I happened to see your pattern, thanks.
A question, what size needle and type of yarn are you using for these various sizes.

Noramarsh


----------



## zun59 (Mar 9, 2014)

I have made the slippers and now my fellas each want a pair. All 3 of them wear size 16! Can you help with that sizing?


----------



## suehoman (Apr 24, 2011)

Hi, zun59 - so sorry it took me so long to respond - I've been away from my computer.

Regarding your size 16-foot fellas (they must have great appetites!) -- what I would do is add approximately three stitches, per side, to the men's slipper instructions. (That's a semi-educated guess - when you finish the sole of the first slipper, maybe hold it up to your hubby's foot, just to see if that looks about right.) Then, when you're on the last round of the upper part, maybe add three rows before you do the last two garter rows - so the slipper goes up higher on the ankle. Let me know how it works out and, again, my sincere apologies for the delay. Happy knitting! Sue


----------



## zun59 (Mar 9, 2014)

Thanks for your reply but I mistakenly thought it said felted slippers not unfelted. I am looking for a pattern big enough in the felted version.


----------



## tinkering (Sep 11, 2016)

are there instructions for say 6 month old or 3 month? I have a similar one for newborn but i tight fairly tight no matter what i do so newborn is just too small for most babies. I was hoping to make these for friend's 2nd grandbaby xmas. any help appreciated. i may just try the smallest size with a smaller needle. the ladies size i just made is almost too short for me. so i get the pattern and i tried to fudge it a bit but the numbers with the yo's make it seems to lose me after the second row of enlarging. thanks!


----------



## brenK (Dec 25, 2011)

tinkering said:


> are there instructions for say 6 month old or 3 month? I have a similar one for newborn but i tight fairly tight no matter what i do so newborn is just too small for most babies. I was hoping to make these for friend's 2nd grandbaby xmas. any help appreciated. i may just try the smallest size with a smaller needle. the ladies size i just made is almost too short for me. so i get the pattern and i tried to fudge it a bit but the numbers with the yo's make it seems to lose me after the second row of enlarging. thanks!

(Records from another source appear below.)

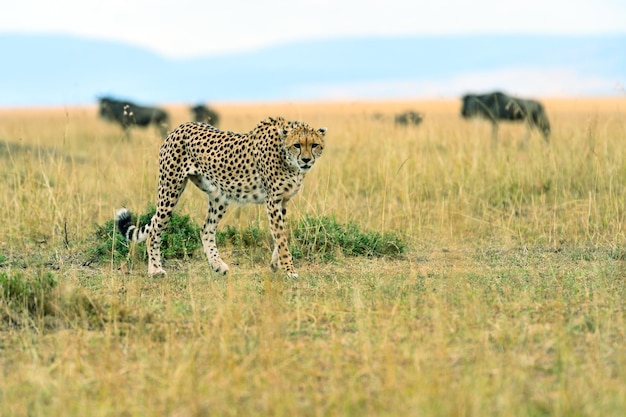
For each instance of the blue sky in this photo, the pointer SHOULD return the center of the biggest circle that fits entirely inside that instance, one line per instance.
(188, 28)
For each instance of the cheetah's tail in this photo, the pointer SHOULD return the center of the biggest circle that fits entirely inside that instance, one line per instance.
(126, 227)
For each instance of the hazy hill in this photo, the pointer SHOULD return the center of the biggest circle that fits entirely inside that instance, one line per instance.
(52, 70)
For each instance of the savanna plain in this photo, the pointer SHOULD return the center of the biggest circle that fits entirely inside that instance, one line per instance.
(507, 300)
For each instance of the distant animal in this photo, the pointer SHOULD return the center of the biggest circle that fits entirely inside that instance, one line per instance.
(129, 114)
(498, 106)
(204, 114)
(409, 118)
(266, 165)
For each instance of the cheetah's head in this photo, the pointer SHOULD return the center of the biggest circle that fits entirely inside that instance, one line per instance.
(303, 144)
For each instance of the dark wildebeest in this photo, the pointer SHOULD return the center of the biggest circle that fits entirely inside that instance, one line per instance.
(129, 114)
(202, 113)
(409, 118)
(498, 106)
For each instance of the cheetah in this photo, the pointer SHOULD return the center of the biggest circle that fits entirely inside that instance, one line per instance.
(266, 165)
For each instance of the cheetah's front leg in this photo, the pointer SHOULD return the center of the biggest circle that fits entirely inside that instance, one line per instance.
(276, 211)
(217, 209)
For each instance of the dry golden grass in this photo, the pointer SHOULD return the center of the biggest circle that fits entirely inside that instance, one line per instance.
(509, 301)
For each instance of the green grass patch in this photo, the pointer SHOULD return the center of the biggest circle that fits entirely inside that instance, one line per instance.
(180, 239)
(323, 238)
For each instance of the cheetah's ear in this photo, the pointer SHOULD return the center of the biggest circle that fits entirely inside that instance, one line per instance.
(284, 131)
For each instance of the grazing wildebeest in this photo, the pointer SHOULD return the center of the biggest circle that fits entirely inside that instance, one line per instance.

Hello...I'm wondering if you completed this pattern for a two-year old? If so, how did it go? Did you follow the pattern for the five year old size but use a smaller needle? My grandson has just turned two, and I'm thinking about this slipper pattern for him. I've made the women's version, successfully. But, I'm not a very experienced knitter, so I'm a little unsure of modifying the instructions that are provided.


----------



## tinkering (Sep 11, 2016)

i did but i'm not sure how much help i can be. they measure 5 inches and easily stretch to 5.5 inches. i can't remember the needle size i used it was likely a 3.5 and i used a wool blend i'd call a dk weight as it's smaller than a normal worsted for the main color the bottom and a bit at the top is a full worsted but i don't recall if i changed needles. I should have written it down but i'm bad about that and following patterns. good luck! 
I think what helped most was knowing that average 2 year olds are 5-5.5 inches in length so I could gauge to that. I'd suggest if you can get the actual child's current foot size and see were they fit in the average sizing. i could send you the baby foot guide i use if you'd like.

so if you didn't get it.. way too big for a newborn but they will grow into them  but it should work for a 2year old size.


----------